Co-founder and former CEO of Yahoo Jerry Yang arrives for the announcement of a commitment pledge at the Clinton Global Initiative in New York
Co-founder and former CEO of Yahoo Jerry Yang arrives for the announcement of a commitment pledge at the Clinton Global Initiative in New York September 22, 2010. REUTERS

Akamai Technologies President David Kenny, who quit last week, said he has no plans to become the next CEO of Yahoo.

Kenny, 49, already a Yahoo director, is the only member of the embattled search-engine and media company's board to have direct experience in media delivery. Chairman Roy Bostock is a retired advertising executive.

I am not and will not be a candidate for the CEO position, Kenny said in a statement to Ad Age. I believe Yahoo is a great company with enormous potential.

Kenny stepped down from Cambridge, Mass.-based Akamai as it reported a rising third-quarter profit saying he wanted to return to my first passion of pursuing emerging opportunities on the consumer Internet.

He didn't provide further details but also resigned as a director of Akamai, which manages servers to speed content delivery for clients like Apple and NBCUniversal.

Paul Sagan, a former journalist, remains Akamai's CEO.

Since Carol Bartz, 63, was fired last month, Yahoo's interim CEO has been CFO Tim Morse, a financial executive who was former CFO of Altera, the specialty semiconductor designer.

Yahoo shares Monday closed at $15.64, bringing the Sunnyvale, Calif.-based company's market capitalization to $19.8 billion.
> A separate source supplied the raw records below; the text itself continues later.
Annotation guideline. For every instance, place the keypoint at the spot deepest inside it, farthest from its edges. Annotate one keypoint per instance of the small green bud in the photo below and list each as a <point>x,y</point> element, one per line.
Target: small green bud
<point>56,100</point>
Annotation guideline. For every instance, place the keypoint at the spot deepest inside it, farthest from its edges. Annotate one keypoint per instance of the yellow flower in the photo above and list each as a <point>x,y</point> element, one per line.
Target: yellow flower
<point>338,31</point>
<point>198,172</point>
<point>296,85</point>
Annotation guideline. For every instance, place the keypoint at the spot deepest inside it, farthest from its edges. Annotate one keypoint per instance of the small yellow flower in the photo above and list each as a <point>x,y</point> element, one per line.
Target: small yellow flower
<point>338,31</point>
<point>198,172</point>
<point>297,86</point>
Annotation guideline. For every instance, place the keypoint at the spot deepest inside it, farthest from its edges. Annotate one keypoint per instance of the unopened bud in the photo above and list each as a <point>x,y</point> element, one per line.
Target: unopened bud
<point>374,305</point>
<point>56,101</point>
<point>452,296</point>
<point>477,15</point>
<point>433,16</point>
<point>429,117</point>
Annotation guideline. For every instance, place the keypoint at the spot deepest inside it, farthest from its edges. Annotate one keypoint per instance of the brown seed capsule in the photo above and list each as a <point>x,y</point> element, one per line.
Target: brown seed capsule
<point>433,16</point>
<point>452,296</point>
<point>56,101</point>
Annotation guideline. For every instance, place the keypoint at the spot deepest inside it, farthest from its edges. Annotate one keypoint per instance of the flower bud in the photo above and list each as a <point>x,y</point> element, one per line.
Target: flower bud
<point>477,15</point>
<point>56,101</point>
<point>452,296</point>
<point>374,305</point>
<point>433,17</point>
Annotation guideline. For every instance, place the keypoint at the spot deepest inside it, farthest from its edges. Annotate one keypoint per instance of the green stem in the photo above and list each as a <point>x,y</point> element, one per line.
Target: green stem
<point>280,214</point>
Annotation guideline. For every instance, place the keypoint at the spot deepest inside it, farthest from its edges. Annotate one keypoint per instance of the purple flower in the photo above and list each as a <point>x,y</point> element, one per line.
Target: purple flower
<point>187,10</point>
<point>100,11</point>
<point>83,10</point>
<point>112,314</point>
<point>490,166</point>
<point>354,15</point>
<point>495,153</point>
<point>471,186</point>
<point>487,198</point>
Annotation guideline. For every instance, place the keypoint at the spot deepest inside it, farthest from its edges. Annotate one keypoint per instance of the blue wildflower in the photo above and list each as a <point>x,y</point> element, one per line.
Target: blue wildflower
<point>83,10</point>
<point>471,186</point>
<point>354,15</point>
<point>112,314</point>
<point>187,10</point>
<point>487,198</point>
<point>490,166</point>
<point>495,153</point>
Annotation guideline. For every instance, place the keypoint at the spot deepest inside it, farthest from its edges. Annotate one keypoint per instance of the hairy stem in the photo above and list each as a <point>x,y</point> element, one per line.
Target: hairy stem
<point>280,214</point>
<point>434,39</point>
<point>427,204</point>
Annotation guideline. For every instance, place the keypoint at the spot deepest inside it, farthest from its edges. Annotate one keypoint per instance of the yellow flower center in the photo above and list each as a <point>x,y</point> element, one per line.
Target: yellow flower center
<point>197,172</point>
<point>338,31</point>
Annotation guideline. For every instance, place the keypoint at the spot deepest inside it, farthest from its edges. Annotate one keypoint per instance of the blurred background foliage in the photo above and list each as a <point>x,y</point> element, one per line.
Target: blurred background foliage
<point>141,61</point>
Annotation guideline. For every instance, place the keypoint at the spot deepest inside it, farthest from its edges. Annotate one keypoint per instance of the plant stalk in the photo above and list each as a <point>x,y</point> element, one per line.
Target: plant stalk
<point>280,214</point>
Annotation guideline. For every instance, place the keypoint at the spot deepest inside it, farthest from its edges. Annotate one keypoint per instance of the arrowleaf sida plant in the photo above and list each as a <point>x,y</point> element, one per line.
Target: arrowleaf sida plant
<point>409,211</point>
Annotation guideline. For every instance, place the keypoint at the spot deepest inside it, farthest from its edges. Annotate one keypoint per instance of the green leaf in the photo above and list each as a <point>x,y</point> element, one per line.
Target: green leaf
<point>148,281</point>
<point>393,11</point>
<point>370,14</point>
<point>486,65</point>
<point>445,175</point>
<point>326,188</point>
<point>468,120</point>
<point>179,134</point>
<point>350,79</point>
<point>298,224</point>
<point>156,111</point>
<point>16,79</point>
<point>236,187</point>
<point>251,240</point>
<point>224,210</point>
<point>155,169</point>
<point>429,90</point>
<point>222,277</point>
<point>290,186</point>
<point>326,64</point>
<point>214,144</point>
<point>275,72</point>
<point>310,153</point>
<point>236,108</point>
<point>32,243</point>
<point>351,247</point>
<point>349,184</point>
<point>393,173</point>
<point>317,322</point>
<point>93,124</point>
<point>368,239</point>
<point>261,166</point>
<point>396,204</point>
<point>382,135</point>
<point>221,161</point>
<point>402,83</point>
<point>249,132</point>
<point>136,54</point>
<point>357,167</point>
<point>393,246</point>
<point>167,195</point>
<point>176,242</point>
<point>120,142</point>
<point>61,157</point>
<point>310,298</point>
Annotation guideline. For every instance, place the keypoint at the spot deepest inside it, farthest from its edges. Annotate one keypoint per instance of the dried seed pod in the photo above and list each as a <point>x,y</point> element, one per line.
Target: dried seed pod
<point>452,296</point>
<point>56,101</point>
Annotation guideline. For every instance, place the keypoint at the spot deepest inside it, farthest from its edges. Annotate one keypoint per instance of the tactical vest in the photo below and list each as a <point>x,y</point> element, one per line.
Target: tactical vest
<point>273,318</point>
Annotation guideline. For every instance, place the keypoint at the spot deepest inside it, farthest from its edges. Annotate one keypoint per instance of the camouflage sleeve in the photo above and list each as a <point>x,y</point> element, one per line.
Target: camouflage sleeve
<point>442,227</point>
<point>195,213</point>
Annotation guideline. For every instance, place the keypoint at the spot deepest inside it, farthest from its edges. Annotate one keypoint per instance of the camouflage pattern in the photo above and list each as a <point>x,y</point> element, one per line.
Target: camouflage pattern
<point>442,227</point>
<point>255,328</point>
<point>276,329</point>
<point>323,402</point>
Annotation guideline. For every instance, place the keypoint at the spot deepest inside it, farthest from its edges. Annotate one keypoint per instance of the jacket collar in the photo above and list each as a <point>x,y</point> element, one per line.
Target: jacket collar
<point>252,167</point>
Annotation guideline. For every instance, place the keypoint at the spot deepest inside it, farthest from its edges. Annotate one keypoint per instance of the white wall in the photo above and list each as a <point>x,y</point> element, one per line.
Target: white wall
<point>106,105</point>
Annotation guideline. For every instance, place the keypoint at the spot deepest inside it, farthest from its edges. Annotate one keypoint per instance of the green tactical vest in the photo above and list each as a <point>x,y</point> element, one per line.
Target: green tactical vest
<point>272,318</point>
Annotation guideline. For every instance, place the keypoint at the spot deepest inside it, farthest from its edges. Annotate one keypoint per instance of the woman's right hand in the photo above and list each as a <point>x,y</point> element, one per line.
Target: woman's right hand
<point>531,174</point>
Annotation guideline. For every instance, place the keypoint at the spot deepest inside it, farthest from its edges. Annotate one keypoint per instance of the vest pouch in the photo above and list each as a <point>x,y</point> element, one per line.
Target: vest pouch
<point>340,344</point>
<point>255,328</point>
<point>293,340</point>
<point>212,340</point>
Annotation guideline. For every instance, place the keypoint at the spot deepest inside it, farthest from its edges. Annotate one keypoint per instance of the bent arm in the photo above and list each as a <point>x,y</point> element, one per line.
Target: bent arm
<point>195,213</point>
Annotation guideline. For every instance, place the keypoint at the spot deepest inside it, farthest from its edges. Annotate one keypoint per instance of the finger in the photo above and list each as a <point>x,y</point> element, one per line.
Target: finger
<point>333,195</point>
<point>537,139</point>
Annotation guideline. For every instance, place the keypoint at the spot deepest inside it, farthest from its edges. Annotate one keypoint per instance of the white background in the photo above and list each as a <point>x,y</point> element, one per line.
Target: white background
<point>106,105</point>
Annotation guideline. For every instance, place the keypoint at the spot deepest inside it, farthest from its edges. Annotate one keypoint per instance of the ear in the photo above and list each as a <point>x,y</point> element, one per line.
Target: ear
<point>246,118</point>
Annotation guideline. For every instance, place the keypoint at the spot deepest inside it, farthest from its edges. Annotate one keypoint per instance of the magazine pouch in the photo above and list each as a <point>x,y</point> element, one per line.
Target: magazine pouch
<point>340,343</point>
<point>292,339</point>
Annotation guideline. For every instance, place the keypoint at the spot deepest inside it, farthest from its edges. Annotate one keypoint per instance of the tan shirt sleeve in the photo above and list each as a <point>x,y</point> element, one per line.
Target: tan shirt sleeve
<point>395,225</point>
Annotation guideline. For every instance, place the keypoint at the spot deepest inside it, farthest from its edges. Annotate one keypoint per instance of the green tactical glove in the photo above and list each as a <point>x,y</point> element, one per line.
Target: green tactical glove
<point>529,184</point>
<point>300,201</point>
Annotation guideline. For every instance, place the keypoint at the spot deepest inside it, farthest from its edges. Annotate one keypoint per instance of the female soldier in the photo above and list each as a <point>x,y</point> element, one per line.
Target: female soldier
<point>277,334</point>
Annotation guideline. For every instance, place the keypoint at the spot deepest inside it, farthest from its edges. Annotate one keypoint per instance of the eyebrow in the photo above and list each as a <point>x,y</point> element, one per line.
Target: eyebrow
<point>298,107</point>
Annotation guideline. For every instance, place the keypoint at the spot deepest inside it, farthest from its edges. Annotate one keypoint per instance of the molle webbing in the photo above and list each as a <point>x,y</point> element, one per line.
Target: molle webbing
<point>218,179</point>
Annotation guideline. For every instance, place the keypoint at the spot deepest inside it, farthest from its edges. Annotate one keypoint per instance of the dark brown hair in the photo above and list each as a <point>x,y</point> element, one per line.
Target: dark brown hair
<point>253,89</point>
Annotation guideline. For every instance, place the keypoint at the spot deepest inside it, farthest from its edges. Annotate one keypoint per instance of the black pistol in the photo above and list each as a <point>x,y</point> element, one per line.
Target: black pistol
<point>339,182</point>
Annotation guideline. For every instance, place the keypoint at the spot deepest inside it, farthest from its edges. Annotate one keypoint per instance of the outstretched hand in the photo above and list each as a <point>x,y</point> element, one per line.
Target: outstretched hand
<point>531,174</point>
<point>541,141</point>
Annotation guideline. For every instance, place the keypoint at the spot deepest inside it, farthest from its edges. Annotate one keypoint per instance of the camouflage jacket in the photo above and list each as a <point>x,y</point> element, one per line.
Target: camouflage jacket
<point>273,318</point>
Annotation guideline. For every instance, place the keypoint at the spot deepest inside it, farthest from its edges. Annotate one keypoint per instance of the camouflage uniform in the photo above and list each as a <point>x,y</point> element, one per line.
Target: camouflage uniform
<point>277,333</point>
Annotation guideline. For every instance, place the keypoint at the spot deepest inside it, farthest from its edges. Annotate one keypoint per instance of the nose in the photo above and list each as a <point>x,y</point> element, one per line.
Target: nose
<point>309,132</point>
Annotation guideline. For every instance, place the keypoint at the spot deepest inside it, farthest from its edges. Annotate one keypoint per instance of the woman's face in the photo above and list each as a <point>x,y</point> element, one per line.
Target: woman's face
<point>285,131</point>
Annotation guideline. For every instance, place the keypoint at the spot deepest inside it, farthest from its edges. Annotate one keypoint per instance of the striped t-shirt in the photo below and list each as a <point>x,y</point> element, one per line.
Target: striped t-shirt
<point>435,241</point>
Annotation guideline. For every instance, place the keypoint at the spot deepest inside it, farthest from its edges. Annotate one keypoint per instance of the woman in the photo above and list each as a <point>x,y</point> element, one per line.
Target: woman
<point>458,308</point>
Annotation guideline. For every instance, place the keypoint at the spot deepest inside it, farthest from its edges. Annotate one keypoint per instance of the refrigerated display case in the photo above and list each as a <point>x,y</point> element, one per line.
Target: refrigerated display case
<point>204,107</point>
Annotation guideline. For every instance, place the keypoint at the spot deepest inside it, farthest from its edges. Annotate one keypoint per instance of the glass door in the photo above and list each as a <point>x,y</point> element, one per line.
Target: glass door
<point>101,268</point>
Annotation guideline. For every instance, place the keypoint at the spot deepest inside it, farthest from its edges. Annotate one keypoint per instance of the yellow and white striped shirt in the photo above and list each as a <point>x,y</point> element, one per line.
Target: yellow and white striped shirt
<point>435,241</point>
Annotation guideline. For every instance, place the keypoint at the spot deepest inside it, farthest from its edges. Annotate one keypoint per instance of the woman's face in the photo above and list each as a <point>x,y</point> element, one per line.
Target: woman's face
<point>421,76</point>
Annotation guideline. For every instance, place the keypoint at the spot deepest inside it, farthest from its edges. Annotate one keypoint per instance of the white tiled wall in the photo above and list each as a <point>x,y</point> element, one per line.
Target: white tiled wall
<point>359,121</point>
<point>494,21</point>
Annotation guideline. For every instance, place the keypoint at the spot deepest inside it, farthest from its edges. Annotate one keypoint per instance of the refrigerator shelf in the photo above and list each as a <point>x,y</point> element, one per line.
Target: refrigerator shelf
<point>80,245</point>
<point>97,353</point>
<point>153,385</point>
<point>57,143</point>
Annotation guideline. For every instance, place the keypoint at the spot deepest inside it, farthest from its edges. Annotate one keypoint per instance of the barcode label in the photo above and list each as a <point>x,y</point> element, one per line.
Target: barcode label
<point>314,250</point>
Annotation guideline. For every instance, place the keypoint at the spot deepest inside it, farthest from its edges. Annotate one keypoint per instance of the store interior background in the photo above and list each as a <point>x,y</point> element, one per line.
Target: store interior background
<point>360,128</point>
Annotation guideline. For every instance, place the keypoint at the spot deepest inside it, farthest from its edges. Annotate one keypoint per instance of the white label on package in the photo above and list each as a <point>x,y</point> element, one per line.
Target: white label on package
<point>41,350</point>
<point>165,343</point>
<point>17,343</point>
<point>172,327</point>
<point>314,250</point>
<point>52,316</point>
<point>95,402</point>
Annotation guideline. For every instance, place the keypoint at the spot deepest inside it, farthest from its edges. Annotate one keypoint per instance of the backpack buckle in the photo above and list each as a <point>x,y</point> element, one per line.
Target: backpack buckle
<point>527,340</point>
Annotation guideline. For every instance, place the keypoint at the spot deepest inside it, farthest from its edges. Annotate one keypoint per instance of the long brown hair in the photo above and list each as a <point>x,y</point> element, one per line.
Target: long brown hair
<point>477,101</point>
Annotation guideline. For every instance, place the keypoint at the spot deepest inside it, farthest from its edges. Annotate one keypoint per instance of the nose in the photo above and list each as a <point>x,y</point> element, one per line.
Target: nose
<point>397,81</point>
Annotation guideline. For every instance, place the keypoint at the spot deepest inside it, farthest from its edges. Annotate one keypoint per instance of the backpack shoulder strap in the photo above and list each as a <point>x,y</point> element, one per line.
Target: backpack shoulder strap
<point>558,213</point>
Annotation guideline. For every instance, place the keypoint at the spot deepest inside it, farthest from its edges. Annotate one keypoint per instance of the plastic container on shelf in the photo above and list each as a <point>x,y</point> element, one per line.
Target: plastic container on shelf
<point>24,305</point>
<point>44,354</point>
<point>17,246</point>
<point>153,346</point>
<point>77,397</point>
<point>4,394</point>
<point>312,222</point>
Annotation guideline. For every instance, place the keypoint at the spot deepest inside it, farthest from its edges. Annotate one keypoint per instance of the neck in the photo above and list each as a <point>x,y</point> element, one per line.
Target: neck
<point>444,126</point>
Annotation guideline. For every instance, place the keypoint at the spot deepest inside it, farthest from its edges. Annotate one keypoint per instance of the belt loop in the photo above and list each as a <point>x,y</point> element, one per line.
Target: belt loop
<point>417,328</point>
Since Bartz was fired Sept. 5, Yahoo shares have gained 21 percent. The shares fell 5.6 percent Monday after co-founder and ex-CEO Jerry Yang said Yahoo may not sell itself but divest holdings in companies like China' Alibaba Group, then pay out a special dividend to shareholders.

Yahoo has hired Goldman Sachs and Allen & Co. for strategic advice but hasn't announced future plans. Takeover speculation has swirled around current technology partners such as Microsoft and China's Alibaba Group, as well as rival Google.

Private equity firms including Silver Lake Partners, Providence Equity Partners and Russia's Digital Sky Technologies have indicated some interest in the company.

Other Yahoo directors with technology experience include Vyomesh Joshi, EVP of Hewlett-Packard's huge Imaging and Printing Group; Brad Smith, CEO of Intuit, the Web-based tax specialist as well as Yang, who served as CEO between 2007 and 2009, preceding Bartz.

Yahoo has hired Heidrick & Struggles, a large executive recruiter, Wall Street sources said. The firm was responsible for luring Bartz away from Autodesk, where she had been a successful CEO, to Yahoo.